Overview: As electronic devices and products evolve towards higher integration and computational power, the power consumption increases exponentially, making heat dissipation a pressing issue. So, what are graphene cooling materials, and what are their uses?
As electronic devices and products evolve towards higher integration and computational power, the power consumption increases exponentially, making heat dissipation a pressing issue. So, what are graphene cooling materials, and what are their uses?
1. About Thermal Conductivity
Traditional thermal conductive materials primarily include metals (silver, copper, aluminum, etc.), metal oxides (Fe2O3, BeO, Al2O3, etc.), and other non-metallic materials (graphite, carbon black, AlN, etc.).
Historically, traditional cooling materials like copper and aluminum have been used in the heat dissipation field for electronic devices and products. Recently, graphene cooling materials have emerged as a new type of cooling material. They are considered highly competitive due to their excellent thermal conductivity, rapid heat dissipation (through air convection), light weight, and good flexibility.
2. Principle of Graphene Cooling Materials
Graphene cooling materials are two-dimensional carbon nanomaterials composed of carbon atoms arranged in a hexagonal honeycomb lattice with SP hybrid orbitals.
Graphene cooling materials exhibit excellent optical, electrical, and mechanical properties, making them highly promising in fields such as information science, micro-nano processing, energy, biomedicine, and drug delivery. They are considered future reactive materials.
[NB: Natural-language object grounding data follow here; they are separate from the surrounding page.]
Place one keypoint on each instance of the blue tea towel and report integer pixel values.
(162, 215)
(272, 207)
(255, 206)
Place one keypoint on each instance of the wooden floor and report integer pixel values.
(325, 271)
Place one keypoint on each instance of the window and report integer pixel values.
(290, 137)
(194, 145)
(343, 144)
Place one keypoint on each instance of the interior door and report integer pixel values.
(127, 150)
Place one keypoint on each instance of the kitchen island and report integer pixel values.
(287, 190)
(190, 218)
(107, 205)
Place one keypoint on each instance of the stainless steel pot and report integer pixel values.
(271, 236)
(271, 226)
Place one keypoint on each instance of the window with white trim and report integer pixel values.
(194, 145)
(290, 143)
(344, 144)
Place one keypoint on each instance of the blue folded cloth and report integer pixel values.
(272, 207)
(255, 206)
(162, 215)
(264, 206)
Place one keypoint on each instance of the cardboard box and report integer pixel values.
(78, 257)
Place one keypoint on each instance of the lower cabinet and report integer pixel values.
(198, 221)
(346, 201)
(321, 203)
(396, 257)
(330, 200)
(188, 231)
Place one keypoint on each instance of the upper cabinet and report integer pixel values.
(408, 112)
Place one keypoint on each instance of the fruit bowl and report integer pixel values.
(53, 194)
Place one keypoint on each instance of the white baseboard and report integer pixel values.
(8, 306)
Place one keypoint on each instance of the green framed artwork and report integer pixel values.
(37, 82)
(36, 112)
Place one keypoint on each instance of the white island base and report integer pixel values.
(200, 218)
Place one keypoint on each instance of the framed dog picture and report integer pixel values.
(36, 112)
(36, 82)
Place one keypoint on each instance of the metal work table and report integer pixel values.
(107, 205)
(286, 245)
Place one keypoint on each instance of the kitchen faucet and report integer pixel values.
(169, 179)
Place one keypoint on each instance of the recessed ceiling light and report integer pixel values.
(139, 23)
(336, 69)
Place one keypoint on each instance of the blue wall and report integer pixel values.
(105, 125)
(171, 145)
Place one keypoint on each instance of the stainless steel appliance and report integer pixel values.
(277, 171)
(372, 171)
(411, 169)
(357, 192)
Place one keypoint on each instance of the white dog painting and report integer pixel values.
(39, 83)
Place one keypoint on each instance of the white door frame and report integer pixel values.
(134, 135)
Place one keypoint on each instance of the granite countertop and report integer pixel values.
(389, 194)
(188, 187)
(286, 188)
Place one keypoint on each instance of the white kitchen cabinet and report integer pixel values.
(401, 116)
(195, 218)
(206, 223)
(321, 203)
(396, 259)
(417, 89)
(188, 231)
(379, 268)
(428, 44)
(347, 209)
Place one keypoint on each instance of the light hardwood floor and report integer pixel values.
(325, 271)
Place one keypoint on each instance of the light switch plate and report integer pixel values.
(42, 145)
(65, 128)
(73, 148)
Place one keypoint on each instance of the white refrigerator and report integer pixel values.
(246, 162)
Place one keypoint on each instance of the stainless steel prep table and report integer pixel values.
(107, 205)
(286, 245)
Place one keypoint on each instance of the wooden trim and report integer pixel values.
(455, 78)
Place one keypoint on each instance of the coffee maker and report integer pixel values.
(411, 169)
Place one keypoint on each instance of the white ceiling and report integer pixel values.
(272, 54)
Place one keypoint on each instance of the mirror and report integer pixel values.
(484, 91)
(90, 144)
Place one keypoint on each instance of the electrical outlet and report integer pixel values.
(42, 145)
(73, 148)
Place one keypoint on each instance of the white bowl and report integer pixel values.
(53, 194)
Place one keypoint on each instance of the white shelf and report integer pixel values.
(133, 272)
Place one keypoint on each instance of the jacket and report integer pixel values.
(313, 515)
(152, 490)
Graphene cooling materials are among the strongest known materials while also possessing good flexibility and the ability to bend. Graphene’s theoretical Young’s modulus is 1.0 TPa, and its intrinsic tensile strength is 130 GPa. Modified graphene cooling materials using hydrogen plasma also exhibit excellent strength, with a uniform modulus reaching up to 0.25 TPa. Graphene paper composed of graphene sheets has many pores, making it brittle. However, functionalized graphene obtained through oxidation, when made into graphene paper, becomes solid and tough.
Graphene cooling materials have outstanding thermal conductivity. Pure, defect-free single-layer graphene has a thermal conductivity as high as 5300 W/mK, which is the highest known for carbon materials, surpassing single-walled carbon nanotubes (3500 W/mK) and multi-walled carbon nanotubes (3000 W/mK). When used as a carrier, its thermal conductivity can reach 600 W/mK. Additionally, the ballistic thermal conductivity of graphene can lower the ballistic thermal conductivity limit per unit circumference and length of carbon nanotubes.
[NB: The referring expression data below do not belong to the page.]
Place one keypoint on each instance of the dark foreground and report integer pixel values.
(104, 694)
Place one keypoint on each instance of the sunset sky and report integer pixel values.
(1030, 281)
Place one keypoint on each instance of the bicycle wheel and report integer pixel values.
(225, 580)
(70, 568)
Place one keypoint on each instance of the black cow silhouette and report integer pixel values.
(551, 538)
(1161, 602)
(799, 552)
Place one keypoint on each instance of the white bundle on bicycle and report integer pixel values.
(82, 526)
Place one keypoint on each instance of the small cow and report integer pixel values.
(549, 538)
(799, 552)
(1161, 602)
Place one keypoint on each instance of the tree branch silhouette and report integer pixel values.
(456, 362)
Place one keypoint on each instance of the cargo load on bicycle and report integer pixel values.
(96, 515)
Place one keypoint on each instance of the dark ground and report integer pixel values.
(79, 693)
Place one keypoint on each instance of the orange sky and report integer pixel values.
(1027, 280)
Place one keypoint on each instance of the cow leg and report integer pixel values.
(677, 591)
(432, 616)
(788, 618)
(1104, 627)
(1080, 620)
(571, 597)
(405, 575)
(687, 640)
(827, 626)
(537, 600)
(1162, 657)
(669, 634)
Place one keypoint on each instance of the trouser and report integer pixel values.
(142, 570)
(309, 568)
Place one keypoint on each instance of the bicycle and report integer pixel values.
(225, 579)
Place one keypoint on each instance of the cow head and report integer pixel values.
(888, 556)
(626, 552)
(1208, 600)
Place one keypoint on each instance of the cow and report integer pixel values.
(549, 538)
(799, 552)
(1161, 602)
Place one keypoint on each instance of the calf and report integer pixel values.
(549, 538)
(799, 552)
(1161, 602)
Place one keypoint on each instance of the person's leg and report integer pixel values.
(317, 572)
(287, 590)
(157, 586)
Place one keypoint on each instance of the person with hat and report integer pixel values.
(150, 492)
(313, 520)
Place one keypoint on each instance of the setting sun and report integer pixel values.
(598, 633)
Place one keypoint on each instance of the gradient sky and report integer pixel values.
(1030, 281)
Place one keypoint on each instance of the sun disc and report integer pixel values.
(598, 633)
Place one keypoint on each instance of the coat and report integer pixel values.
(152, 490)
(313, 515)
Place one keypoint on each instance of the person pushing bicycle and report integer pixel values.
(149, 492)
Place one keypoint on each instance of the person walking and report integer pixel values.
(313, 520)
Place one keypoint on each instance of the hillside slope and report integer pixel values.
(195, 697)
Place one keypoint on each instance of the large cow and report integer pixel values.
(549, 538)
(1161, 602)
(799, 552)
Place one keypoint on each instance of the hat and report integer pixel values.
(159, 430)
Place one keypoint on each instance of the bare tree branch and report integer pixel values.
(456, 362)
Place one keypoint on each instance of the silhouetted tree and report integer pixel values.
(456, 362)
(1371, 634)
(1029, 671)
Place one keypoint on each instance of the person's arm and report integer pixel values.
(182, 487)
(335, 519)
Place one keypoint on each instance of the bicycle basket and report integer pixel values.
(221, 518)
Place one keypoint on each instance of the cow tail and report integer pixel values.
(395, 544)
Graphene cooling materials also have excellent optical properties, with an absorption rate of about 2.3% over a wide wavelength range, making them almost transparent. In the range of several graphene layers’ thickness, the absorption rate increases by 2.3% for each layer of graphene thickness.
Large-area graphene cooling materials exhibit excellent optical performance, which varies with the thickness of the graphene. This is due to the unusual low-energy electronic structure of single-layer graphene. By applying voltage to a dual-gate double-layer graphene field-effect transistor at room temperature, the bandgap of graphene can be adjusted between 0 and 0.25 eV. When a magnetic field is applied, the optical response of graphene nanoribbons can be tuned to the terahertz range. Thermodynamically, the heat dissipation of graphene cooling films in graphite radiators includes methods such as conduction, convection, and radiation.